Back to Basics: Omphalitis


General → superficial cellulitis of umbilical cord with high mortality rate secondary to sepsis and abdominal wall necrotizing fasciitis

Pathophysiology → dangerous due to remnant of omphalomesenteric duct so if duct is patent infection can progress to liver and biliary system

Epidemiology → rare but more common in unsterile births and developing countries

Micro → poly-microbial with Gram positives, Gram negatives and anaerobes

Clinical → erythema around stump in newborn, foul discharge from stump, crying when cord is touched

Differential → granulation tissue v. normal umbilical discharge


• IV Antibiotics

o Anti-staph penicillin or vanco (consider MRSA biogram) or gentamycin

o Anaerobe coverage with Clindamycin or Flagyl

o +/- Anti-pseudomonal coverage

• <28 day old fever work up (CBC, Chem7, UA, Blood cultures, Urine culture, LP)
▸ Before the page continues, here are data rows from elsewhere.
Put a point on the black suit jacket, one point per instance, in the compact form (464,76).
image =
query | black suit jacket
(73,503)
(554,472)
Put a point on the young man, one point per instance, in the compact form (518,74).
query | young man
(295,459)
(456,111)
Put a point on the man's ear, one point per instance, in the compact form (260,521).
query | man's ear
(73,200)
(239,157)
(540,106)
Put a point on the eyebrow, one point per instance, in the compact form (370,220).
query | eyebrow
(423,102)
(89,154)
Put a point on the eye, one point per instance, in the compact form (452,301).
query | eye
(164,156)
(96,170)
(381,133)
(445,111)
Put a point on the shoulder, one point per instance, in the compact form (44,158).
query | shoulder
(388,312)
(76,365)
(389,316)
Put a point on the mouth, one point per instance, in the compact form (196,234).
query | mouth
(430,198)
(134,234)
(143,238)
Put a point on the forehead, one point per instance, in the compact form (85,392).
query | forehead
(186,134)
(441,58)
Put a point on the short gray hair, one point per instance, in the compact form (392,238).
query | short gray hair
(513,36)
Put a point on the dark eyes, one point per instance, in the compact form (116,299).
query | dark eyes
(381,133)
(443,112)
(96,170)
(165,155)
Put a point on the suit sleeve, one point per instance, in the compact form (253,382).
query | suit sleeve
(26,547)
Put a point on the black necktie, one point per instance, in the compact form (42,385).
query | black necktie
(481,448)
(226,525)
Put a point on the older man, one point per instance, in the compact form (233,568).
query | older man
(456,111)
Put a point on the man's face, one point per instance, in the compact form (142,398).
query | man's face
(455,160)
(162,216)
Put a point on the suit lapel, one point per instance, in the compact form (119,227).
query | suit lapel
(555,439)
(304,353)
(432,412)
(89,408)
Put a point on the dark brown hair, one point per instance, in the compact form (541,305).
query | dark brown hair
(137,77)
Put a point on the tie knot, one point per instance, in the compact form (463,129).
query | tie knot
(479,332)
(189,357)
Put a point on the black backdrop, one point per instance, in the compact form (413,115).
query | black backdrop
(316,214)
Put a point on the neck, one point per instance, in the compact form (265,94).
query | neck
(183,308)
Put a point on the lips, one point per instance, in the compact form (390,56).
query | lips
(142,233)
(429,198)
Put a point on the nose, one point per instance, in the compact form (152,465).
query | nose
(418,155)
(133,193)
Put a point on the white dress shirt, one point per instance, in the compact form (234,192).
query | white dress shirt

• Immediate surgical consult for evaluation for surgical debridement

• Admit


• Sepsis

• Abdominal wall necrotizing fasciitis


• If unclear if erythema is from diaper can remove diaper and observe for a short period of time to see if erythema progresses or clears as this is rapidly progressing

• A clinical diagnosis; any erythema on abdominal wall in the neonate gets a full septic work up + IV antibiotics + surgical consult + admission


Gallagher, PG.  Omphalitis Clinical Presentation.  Medscape Website.  Published January 2, 2016.  Accessed September 7, 2017.

Palazzi, DL, Brandt, ML.  Care of the umbilicus and management of umbilical disorders.  UpToDate Website.  Published Aug 2017.  Accessed September 7, 2017.